Québec a aussi avantage à bien mesurer l'impact de son offre salariale de 3 % sur cinq ans sur l'attraction et la rétention du personnel. Évidemment, l'État ne peut se permettre d'accorder 13,5 % sur trois ans comme le réclament les syndicats. Mais il doit encore là veiller à ne pas se tirer dans le pied.

L'Institut de la statistique indiquait récemment que les employés du secteur public accusent un retard salarial de 8,4 % sur ceux des entreprises privées comptant plus de 200 salariés. Quarante pour cent des «fonctionnaires» ont beau progresser dans leur échelle salariale, comme aime le noter M. Coiteux, il n'en demeure pas moins que 60 % des 540 000 employés de l'État verront leur salaire bloqué pendant deux ans. Dans un groupe comme dans l'autre, certains déduiront qu'ils gagneraient plus ailleurs.

Le gouvernement souffre déjà, et les contribuables en paient la note, de la perte d'expertise notamment dans le secteur des transports et de l'informatique.

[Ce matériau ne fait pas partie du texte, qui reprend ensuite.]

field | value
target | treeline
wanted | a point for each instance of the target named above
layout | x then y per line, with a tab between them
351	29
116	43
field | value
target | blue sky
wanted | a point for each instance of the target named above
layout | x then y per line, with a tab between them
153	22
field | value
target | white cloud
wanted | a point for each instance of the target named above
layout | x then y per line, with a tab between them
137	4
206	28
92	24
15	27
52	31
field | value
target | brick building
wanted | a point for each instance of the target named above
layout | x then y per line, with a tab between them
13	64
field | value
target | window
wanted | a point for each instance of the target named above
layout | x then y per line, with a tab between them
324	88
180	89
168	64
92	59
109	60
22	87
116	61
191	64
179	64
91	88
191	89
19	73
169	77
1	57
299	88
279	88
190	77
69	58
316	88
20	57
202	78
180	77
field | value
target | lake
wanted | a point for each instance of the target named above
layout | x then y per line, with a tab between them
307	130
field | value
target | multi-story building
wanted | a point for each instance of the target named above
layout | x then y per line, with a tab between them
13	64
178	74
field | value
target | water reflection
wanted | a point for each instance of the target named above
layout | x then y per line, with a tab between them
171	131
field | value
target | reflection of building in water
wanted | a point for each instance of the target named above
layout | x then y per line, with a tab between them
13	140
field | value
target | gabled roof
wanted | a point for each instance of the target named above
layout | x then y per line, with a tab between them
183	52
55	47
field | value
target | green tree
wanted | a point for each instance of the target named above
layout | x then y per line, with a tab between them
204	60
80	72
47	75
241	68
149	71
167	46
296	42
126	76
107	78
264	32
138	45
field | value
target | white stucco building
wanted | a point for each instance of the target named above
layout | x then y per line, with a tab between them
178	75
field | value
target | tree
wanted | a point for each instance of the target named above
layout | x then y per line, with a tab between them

Il est illusoire de penser que Québec attirera et conservera les meilleurs employés si les conditions de travail ne sont pas à la hauteur de celles proposées par l'administration fédérale, les municipalités ou le privé.

Encore une fois lundi, le président du Conseil du trésor a insisté sur le fait que tout le monde devait faire sa part dans le douloureux exercice de redressement des finances publiques. Or, déjà un doute plane sur le sort réservé aux membres de la Sûreté du Québec. C'est à suivre, tant pour la SQ que pour d'autres groupes hors du front commun.

D'autant plus qu'il y a déjà des entorses aux beaux principes du gouvernement Couillard. L'effort national ne vise pas les hauts fonctionnaires, amis libéraux, qui ont vu leur rémunération augmenter même si leur fonction ne le commande pas, relevait la semaine dernière La Presse. Il ne touche pas non plus des ministres qui dépensent sans trop compter pour leur bureau. On ignore aussi le jour où le régime de retraite des députés sera revu et si un partage des déficits passés sera imposé.

L'opinion publique n'est peut-être pas toujours très favorable aux employés du secteur public, mais elle a aussi en horreur les passe-droits.